When a fire broke out Wednesday on the top floor of an apartment building on New Hampshire Avenue in Adelphi, firefighters at the Branchville Volunteer Fire Company were not put on the call.
A new GPS system in the works for the last two years left them off the run along with fire houses in Berwyn Heights and College Park.
According to Branchville Volunteer Fire Company Deputy Chief Michael Hughes, it is a mistake that added precious minutes to the call.
“I think that it is somewhat indisputable that there was a delay,” he said.
The Branchville station is located just off University Boulevard in College Park. Hughes believes the county has been lucky so far that no one has been harmed or killed.

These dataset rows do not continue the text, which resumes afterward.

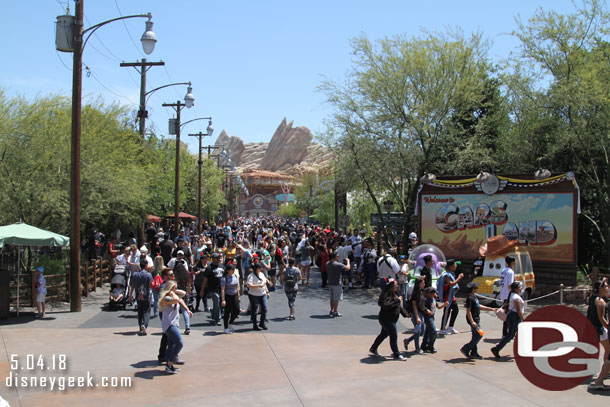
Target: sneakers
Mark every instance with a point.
(171, 370)
(475, 355)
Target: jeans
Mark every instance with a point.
(471, 347)
(255, 301)
(155, 302)
(187, 319)
(215, 305)
(449, 315)
(369, 275)
(143, 313)
(512, 320)
(418, 329)
(231, 309)
(388, 328)
(429, 334)
(174, 343)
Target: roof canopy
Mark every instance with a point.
(21, 234)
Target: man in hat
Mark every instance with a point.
(211, 280)
(473, 311)
(447, 286)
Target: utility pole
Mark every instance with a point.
(144, 67)
(199, 135)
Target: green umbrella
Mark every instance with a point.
(22, 234)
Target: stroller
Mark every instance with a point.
(118, 288)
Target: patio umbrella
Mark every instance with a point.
(22, 234)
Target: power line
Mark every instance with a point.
(126, 29)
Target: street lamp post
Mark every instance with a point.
(200, 135)
(174, 128)
(69, 38)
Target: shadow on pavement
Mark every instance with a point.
(145, 363)
(129, 333)
(149, 374)
(459, 361)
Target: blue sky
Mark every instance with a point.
(252, 63)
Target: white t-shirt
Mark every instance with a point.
(385, 270)
(514, 299)
(256, 279)
(507, 277)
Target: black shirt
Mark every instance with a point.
(427, 275)
(214, 273)
(167, 247)
(472, 302)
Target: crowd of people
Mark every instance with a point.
(174, 274)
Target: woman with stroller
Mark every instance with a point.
(170, 304)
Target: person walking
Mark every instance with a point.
(290, 280)
(335, 271)
(507, 277)
(417, 315)
(473, 318)
(141, 284)
(258, 295)
(391, 308)
(229, 295)
(514, 317)
(169, 304)
(447, 287)
(596, 313)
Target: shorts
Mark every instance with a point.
(336, 292)
(292, 296)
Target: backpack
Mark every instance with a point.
(157, 281)
(290, 282)
(142, 291)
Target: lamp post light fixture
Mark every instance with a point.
(200, 135)
(69, 37)
(174, 128)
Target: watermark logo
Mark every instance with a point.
(557, 348)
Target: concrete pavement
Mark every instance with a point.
(312, 361)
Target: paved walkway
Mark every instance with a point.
(313, 361)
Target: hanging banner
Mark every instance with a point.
(459, 223)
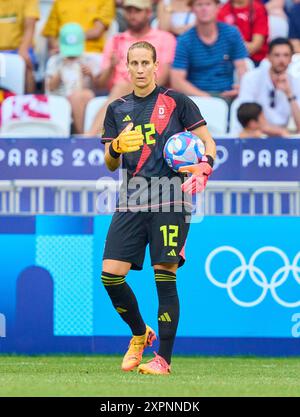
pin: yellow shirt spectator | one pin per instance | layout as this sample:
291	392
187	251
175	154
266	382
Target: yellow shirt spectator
12	17
84	12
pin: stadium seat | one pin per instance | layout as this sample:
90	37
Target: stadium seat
234	125
12	73
215	112
58	124
91	110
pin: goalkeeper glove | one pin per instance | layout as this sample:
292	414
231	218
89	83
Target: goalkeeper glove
200	173
128	141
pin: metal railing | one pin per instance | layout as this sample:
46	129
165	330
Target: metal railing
80	197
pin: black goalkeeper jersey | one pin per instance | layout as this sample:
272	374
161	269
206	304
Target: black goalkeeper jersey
158	116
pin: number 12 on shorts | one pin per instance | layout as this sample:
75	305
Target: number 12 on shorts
170	232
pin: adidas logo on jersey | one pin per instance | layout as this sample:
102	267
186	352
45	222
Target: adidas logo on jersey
165	317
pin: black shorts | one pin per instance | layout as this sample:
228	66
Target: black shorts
129	233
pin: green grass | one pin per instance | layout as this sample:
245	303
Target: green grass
191	376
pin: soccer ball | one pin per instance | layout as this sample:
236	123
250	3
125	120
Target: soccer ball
183	148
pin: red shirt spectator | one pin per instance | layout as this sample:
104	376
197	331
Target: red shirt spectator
250	16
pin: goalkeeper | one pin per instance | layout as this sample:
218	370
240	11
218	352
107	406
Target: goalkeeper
136	128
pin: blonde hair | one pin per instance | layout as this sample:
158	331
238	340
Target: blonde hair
145	45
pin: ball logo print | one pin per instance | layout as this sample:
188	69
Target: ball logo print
281	276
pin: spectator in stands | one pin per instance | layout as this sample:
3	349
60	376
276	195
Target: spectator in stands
175	16
251	117
71	73
114	74
251	17
17	25
207	55
274	89
294	26
278	23
94	16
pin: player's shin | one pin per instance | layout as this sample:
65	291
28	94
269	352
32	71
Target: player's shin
168	311
124	301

“It’s evidenced by the fire Monday night when three companies, roughly 60 percent of what would have been a normal response to that intersection for that apartment, weren’t dispatched,” said Hughes. “How much time did it take the Montgomery County units to get there? After they checked if they were available? After they were dispatched? We already heard reports they didn’t know where they were going.”

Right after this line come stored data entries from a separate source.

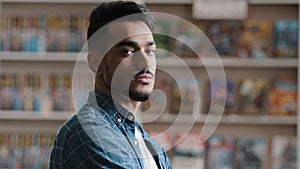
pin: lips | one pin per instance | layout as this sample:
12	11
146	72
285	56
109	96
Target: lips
144	78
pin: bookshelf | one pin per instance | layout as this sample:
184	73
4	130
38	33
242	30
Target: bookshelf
63	62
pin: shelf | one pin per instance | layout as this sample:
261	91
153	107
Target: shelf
167	118
39	56
148	1
225	119
36	116
194	62
231	62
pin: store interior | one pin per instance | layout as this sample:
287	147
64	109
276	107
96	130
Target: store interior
225	91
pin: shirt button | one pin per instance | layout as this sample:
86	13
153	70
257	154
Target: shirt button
130	117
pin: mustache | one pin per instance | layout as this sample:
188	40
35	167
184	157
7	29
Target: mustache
144	72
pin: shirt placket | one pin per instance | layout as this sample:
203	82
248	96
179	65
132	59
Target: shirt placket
128	129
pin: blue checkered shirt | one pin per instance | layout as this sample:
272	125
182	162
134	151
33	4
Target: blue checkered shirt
101	135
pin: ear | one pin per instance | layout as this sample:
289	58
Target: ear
93	61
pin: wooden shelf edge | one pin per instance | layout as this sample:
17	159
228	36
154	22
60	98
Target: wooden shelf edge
36	116
225	119
148	1
226	61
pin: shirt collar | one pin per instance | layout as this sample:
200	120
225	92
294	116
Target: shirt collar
113	109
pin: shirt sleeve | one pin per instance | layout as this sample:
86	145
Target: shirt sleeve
98	147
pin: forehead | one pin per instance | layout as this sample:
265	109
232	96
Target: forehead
129	30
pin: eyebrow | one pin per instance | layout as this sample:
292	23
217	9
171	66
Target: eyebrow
133	44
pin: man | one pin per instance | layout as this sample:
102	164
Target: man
104	132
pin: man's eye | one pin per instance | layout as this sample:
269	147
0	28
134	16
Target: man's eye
150	51
127	52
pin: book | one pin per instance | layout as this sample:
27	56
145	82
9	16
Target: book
183	98
250	152
224	36
220	96
220	152
283	97
4	151
189	151
253	96
285	38
190	41
255	39
284	152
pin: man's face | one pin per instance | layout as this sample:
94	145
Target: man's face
129	66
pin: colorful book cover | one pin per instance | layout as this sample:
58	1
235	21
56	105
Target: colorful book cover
220	152
190	41
253	96
255	39
4	151
284	152
251	152
162	40
224	36
283	97
285	38
183	99
189	151
218	91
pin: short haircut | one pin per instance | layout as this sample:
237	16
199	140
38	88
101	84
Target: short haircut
107	12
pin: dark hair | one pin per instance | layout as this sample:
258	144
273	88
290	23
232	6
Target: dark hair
110	11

But Wayne McBride, who designed the new GPS system for the county, said the three fire companies Hughes mentioned would traditionally have been put on the call, but advances in technology revealed they would not have been the closest.

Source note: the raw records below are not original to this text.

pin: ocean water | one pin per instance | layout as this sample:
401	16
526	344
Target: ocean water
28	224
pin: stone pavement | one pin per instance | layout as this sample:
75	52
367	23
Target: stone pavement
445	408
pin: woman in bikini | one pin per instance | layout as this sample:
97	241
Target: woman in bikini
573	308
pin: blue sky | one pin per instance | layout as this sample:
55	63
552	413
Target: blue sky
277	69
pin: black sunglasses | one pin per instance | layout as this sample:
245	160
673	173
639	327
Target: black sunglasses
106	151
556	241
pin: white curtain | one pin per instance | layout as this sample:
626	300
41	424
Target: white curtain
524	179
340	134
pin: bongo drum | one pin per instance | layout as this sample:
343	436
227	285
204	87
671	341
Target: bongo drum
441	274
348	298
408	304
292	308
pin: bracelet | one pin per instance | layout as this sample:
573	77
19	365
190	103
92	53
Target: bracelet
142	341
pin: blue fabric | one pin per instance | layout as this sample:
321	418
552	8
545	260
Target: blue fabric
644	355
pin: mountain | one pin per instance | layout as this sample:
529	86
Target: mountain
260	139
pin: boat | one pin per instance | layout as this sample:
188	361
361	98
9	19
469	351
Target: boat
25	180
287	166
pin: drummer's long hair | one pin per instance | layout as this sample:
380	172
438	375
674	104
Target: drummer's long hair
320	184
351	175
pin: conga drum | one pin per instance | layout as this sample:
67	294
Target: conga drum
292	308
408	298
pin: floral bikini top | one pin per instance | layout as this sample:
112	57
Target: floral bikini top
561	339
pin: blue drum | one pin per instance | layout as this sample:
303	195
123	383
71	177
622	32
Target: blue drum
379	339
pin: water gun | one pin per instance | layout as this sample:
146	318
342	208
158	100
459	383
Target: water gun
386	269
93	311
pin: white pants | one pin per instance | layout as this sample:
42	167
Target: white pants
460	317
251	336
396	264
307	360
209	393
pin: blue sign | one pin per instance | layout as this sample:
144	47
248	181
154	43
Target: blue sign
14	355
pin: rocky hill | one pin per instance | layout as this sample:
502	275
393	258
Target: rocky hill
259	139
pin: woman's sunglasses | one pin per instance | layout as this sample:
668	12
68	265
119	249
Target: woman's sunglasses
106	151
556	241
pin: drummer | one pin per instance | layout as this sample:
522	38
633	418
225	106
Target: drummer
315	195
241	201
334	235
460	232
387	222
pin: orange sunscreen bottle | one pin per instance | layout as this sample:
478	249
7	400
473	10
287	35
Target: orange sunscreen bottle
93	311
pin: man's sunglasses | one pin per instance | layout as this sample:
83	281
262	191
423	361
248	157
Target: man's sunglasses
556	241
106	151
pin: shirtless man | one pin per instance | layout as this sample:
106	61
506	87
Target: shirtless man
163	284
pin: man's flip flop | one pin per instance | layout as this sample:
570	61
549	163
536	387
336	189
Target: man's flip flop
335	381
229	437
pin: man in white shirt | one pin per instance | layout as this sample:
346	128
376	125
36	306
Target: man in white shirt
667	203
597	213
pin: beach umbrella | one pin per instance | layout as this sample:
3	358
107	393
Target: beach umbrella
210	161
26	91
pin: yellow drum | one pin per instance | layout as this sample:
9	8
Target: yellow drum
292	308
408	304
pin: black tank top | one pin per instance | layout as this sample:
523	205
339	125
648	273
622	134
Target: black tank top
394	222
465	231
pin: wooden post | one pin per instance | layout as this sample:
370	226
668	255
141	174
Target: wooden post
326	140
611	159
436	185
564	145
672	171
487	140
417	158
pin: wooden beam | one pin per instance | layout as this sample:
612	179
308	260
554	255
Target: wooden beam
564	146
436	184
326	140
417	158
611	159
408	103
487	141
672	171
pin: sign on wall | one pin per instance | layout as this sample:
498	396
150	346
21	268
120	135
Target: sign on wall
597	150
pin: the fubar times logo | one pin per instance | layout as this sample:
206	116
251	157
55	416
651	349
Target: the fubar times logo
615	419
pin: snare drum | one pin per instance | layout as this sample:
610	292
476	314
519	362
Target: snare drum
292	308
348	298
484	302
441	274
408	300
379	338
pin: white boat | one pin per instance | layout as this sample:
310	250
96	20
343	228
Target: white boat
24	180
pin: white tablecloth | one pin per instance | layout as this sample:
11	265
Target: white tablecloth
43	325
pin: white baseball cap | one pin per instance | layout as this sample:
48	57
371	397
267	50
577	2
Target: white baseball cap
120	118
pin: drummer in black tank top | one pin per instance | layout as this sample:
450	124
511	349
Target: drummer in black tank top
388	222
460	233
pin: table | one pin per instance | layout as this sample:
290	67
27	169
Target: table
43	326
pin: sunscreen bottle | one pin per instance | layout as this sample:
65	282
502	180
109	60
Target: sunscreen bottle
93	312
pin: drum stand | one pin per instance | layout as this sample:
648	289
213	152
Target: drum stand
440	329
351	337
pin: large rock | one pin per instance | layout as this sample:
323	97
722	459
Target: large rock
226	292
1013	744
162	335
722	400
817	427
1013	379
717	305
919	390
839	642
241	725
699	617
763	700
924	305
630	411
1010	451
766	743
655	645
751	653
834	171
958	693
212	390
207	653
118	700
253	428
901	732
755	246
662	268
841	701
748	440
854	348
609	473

“It is a major change in the historical way of the Fire and EMS department’s operations,” said McBride. “However, it is a huge, huge gain for the citizens and residents of Prince George’s County because we are providing the closest service necessary to solve that issue.”
McBride said the GPS is embedded in the radios of all of the apparatus and updates every 40 to 60 seconds giving dispatchers real-time information on where they are.
“For me to tell you that there hasn’t been a single hiccup, I would not be doing justice to the project and my team,” he said. “But what I can tell you is I have not been made aware of a single response issue.”
McBride said the new system is so sophisticated that it takes into account the traffic lights, speed humps and one-way streets fire engines, trucks and ambulances would have to travel through, over and down.
But Hughes said his fire company has missed 40 calls this week it would traditionally have run and he is unconvinced it is working as designed.
“Now you have all these pieces of a puzzle that are just being bounced around the borders with no rhyme or reason,” Hughes said.
McBride said technology is going to outweigh tradition, and after the fire department is squared away, they will move on to the police department and sheriff’s office.